We are in the tone of the series: burlesque, insolent. In another scene, Tiananmen Square, a prominent sign reads: “Here in 1989 nothing happened“, reference of the authors to the way in which Beijing tries to erase from the collective memory the massacre of the pro-democracy demonstrations. It is moreover with a threatening tank that a woman rushes on the Simpsons to prevent them from leaving again with the child.
In short, all of this the Hong Kong people cannot see. Disney + arrived in the territory two weeks ago without this episode, which is however nothing new since it was broadcast for the first time in 2005 in the United States, and was then repeated on all televisions of the world.
At this point, it is not known whether it was Disney + that demonstrated self-censorship by removing it from its catalog on its own or whether it was the authorities who asked it to do so. The US entertainment giant is not commenting, nor is the Hong Kong government.
But Disney has never hidden its appetite for the huge market that represents China, where so far no American streaming giant has yet launched and the entertainment company has been criticized several times for its concessions. in power. Like Hollywood in general: references to Tibet removed, Chinese villain characters turned into North Korean bullies, ban on addressing the massacre of Tiananmen or the fate of the Uighurs. In 2016, in Doctor Strange, a blockbuster of the Marvel franchise, a Tibetan character has even been attributed Celtic origins so as not to offend the Chinese government. This time, you might as well give up on the (restricted) public in Hong Kong if in return it can open the doors to the Chinese market.

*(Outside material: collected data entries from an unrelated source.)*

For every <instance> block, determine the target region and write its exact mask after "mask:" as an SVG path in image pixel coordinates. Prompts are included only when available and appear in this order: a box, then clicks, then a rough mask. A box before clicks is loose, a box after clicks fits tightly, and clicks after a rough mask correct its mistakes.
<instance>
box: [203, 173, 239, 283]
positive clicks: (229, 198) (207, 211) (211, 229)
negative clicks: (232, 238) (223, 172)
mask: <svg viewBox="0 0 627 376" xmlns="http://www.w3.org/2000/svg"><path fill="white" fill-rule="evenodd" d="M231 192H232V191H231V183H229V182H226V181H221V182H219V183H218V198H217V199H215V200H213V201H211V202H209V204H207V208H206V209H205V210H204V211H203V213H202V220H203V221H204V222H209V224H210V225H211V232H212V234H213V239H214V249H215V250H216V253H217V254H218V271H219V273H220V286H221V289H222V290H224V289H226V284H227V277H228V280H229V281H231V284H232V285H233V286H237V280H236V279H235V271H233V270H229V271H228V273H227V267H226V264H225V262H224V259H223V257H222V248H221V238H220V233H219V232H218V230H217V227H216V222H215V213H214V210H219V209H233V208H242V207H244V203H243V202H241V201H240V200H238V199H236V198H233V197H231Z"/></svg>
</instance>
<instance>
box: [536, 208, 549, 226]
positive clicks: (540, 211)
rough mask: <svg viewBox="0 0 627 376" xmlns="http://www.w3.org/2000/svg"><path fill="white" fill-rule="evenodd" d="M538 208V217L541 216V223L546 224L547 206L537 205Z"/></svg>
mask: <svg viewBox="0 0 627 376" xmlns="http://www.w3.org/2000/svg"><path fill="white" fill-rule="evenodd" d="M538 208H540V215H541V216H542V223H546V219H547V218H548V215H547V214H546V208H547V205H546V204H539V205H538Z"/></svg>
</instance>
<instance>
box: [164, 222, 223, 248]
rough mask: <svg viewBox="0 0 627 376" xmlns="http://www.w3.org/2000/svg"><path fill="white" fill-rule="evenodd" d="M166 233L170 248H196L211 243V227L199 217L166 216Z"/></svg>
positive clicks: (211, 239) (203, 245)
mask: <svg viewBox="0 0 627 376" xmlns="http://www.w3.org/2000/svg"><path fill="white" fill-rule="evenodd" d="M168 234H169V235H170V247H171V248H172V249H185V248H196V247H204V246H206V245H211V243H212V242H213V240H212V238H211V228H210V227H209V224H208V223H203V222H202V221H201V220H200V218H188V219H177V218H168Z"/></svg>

Disney would have deleted the episode where the family visits Beijing and Tiananmen Square from the series The Simpsons broadcast on “Disney +” in Hong Kong. The episode, with this image, is already banned in China. https://t.co/jxCLQ83S0X 阿森 一族 集 數 重現 天安門 坦克 人 一幕 -disney- 香港 無 上架 pic.twitter.com/sPIiwRHCpJ
– Yann Rousseau (@yannsan) November 27, 2021
However, this story says a lot about the takeover of the territory by the Chinese authorities. Hong Kong, with its status apart, has long enjoyed important artistic and political freedoms from the mainland. But after the gigantic protests in 2019, Beijing tightened the screws, ensuring the loyalty of the administration and elected officials. A draconian national security law passed in June sentenced dissidents to heavy prison terms.

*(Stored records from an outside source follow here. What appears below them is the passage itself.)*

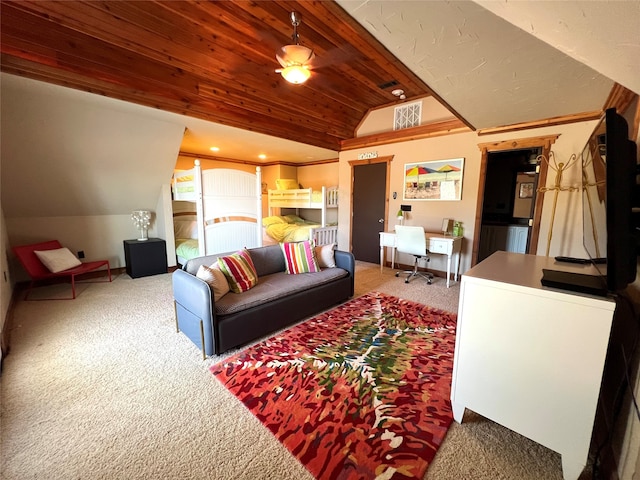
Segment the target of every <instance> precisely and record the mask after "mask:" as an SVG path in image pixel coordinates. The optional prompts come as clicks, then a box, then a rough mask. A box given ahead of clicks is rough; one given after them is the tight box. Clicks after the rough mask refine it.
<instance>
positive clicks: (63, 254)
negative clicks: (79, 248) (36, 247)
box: [33, 248, 82, 273]
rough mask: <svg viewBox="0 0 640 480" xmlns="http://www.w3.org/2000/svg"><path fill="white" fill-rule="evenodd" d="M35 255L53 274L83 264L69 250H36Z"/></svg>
mask: <svg viewBox="0 0 640 480" xmlns="http://www.w3.org/2000/svg"><path fill="white" fill-rule="evenodd" d="M33 253H35V254H36V256H37V257H38V258H39V259H40V261H41V262H42V263H43V264H44V266H45V267H47V269H48V270H49V271H50V272H51V273H58V272H61V271H63V270H68V269H70V268H73V267H77V266H78V265H82V262H81V261H80V260H78V259H77V258H76V256H75V255H74V254H73V253H71V251H70V250H69V249H68V248H55V249H53V250H34V251H33Z"/></svg>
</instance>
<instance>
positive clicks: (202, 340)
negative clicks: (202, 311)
mask: <svg viewBox="0 0 640 480" xmlns="http://www.w3.org/2000/svg"><path fill="white" fill-rule="evenodd" d="M200 342H201V343H200V345H202V359H203V360H206V359H207V354H206V352H205V350H204V324H203V323H202V320H200Z"/></svg>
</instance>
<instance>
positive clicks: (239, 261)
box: [218, 248, 258, 293]
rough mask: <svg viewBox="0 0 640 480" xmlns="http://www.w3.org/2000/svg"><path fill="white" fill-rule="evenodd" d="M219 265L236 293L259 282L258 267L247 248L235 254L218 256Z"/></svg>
mask: <svg viewBox="0 0 640 480" xmlns="http://www.w3.org/2000/svg"><path fill="white" fill-rule="evenodd" d="M218 266H219V267H220V270H221V271H222V273H224V276H225V277H227V281H228V282H229V288H230V289H231V291H232V292H234V293H242V292H246V291H247V290H249V289H251V288H253V287H255V286H256V284H257V283H258V274H257V273H256V267H255V266H254V265H253V260H251V255H249V251H248V250H247V249H246V248H245V249H242V250H240V251H239V252H236V253H234V254H233V255H229V256H226V257H220V258H218Z"/></svg>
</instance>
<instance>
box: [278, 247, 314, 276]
mask: <svg viewBox="0 0 640 480" xmlns="http://www.w3.org/2000/svg"><path fill="white" fill-rule="evenodd" d="M280 248H282V253H284V259H285V263H286V265H287V273H289V274H296V273H314V272H319V271H320V268H319V267H318V263H317V262H316V257H315V253H314V250H313V244H312V243H311V242H310V241H304V242H291V243H281V244H280Z"/></svg>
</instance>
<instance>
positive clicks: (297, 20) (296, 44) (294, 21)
mask: <svg viewBox="0 0 640 480" xmlns="http://www.w3.org/2000/svg"><path fill="white" fill-rule="evenodd" d="M290 18H291V25H293V35H291V39H292V40H293V44H292V45H284V46H282V47H280V48H279V49H278V50H277V51H276V59H277V60H278V62H279V63H280V65H282V68H279V69H277V70H276V73H279V74H281V75H282V77H283V78H284V79H285V80H286V81H287V82H290V83H293V84H296V85H298V84H301V83H304V82H306V81H307V80H308V79H309V77H310V76H311V62H312V61H313V59H314V58H315V56H316V55H315V53H313V50H312V49H310V48H308V47H305V46H304V45H300V36H299V35H298V25H300V19H301V16H300V14H299V13H298V12H291V15H290Z"/></svg>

This year, the government also expanded its film censorship powers, allowing it to block the distribution of films, domestic or foreign, that it considers undermining national security.
Last week, the leader of the territory, Carrie Lam, the armed wing of the Chinese regime, pledged to “fill gaps“in terms of the Internet in Hong Kong. Some fear that it will replicate the” great electronic wall “which in China is already blocking most of the major international social networks.
For the moment The Simpsons remains an exception: other satirical content about Chinese power is still available on other streaming platforms in Hong Kong. For the moment.